For a time in the ’90s, the band Live was the greatest thing to come out of York since the peppermint patty.
The band’s second album, ‘94’s “Throwing Copper,” sold 8 million copies, spawning five hit singles on the Alternative Songs charts: the No. 1 “Selling the Drama” and “Lightning Crashes,” plus “I Alone” (No. 6), “All Over You” (No. 4) and “White, Discussion” (No. 15).
Their sophomore effort, 1997’s “Secret Samadhi,” debuted at No. 1 on the Billboard 200, producing four more hits (including another chart topper, “Lakini’s Juice”), going on to sell 2 million copies. 1999’s “The Distance to Here” debuted at No. 4 and sold 1 million.
After three more successful albums, the band took what was originally intended as a two-year hiatus in 2009 as lead singer Ed Kowalczyk released a solo album and the other three band members – Patrick Dahlheimer (bass, backing vocals), Chad Gracey (drums) and Chad Taylor (lead guitar, backing vocals) – put out an album as The Gracious Few with Kevin Martin and Sean Hennessy of Candlebox.
A few months later, it was announced that Kowalczyk had left the band , which seemed like the end for Live.
The band returned in March 2012 with new lead singer Chris Shinn, formerly of Unified Theory (a Seattle band featuring Blind Melon’s Christopher Thorn and Brad Smith along with Dave Krusen, Pearl Jam’s original drummer), for a series of live shows.
The reformed band released the album “The Turn” in October, working once again with Jerry Harrison, who produced the group’s debut EP and debut album “Mental Jewelry” in 1991, plus the smashes “Throwing Copper” and “The Distance to Here.”
Live is back on the road, making a stop on Saturday, May 16 at Mohegan Sun Pocono.
“It will be a good, long 90-minute set,” Shinn said. “It’s close to the band’s hometown and it’s the longest we’ve had off since I joined, so we will be fired up. The guys have an energy they haven’t had in 10 years and this is the most intense band I’ve ever been in. I was a big fan of Live and I can honestly say they are playing like they did back in their prime.”
Shinn said his connection with Live goes back to 2000 when his former band opened for them. He stayed in touch with Taylor over the years. When the three Live bandmates got back together, Taylor reached out to Shinn.
“He said they weren’t sure what they wanted to do. At first, they were thinking about doing some re-recordings of their hits as they now own the licensing. But then we started tip-toeing through some new songs,” he said.
“We took our time with it, to make sure we paid as much respect to the fans and the catalog as possible.”
Shinn, who ended up writing seven of the album’s 11 songs with Harrison, said it was great working with the former member of Talking Heads, who he considers one of his closest friends.
“They had worked with him a lot, but I had not,” Shinn said. “A lot of times it was just him and me in the studio by ourselves, working on the lyrics and finishing up the songs.

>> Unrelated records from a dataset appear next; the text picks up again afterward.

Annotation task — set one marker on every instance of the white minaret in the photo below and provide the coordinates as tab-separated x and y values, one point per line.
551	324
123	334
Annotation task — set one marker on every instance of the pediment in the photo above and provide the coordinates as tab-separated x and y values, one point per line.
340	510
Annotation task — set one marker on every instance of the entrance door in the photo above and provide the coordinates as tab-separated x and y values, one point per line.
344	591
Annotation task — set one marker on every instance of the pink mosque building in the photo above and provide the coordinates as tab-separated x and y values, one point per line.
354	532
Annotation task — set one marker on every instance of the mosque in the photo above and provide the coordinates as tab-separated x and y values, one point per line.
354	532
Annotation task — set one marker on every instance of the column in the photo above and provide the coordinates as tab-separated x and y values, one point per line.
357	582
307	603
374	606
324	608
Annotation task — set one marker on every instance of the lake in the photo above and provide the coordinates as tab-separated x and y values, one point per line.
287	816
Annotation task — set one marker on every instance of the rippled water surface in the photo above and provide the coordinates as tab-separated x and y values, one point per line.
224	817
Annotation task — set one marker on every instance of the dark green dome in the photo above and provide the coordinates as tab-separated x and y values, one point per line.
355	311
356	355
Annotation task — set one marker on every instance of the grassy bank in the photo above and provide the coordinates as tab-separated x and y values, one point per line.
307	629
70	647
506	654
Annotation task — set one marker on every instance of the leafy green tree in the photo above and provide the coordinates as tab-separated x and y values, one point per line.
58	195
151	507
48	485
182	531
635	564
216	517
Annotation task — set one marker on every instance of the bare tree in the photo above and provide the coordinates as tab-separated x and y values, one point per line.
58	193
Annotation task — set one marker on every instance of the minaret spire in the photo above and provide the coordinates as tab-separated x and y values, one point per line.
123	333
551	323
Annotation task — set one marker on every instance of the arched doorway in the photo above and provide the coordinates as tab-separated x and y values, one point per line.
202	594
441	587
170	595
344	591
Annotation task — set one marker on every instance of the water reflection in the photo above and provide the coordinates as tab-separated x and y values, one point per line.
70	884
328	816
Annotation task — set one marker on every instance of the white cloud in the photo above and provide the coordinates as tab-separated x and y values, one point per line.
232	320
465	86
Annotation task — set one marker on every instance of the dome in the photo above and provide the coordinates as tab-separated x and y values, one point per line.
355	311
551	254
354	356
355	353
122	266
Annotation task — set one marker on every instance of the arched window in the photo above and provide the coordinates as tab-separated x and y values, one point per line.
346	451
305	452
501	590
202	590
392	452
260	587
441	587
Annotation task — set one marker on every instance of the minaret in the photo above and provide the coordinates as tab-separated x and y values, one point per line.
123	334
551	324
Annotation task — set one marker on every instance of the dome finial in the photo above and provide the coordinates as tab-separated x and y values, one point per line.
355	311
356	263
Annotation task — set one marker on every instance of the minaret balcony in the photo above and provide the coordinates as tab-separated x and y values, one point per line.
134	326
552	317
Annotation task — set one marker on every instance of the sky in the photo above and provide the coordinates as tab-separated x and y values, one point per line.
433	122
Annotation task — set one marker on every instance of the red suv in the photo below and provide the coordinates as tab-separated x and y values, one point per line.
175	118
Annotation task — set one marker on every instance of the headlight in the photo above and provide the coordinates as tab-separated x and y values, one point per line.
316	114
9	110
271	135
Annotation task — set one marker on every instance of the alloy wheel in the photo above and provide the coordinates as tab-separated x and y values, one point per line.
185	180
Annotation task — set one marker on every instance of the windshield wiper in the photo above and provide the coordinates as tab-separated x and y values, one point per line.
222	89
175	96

“He knew right from the very beginning that we had to be a new band. We had to move into the future and embrace the new vibe, and that’s what we have done.”
Shinn said audiences should expect all the hits from “Throwing Copper” plus the band’s harder-edged material — along with about three songs from their new album — at the Mohegan Sun Pocono show.
“We are having so much fun and that supersedes all the other crap,” he said. “These guys have taken the high road in all of this, and any tensions or pressures that have built up are let out in the music.”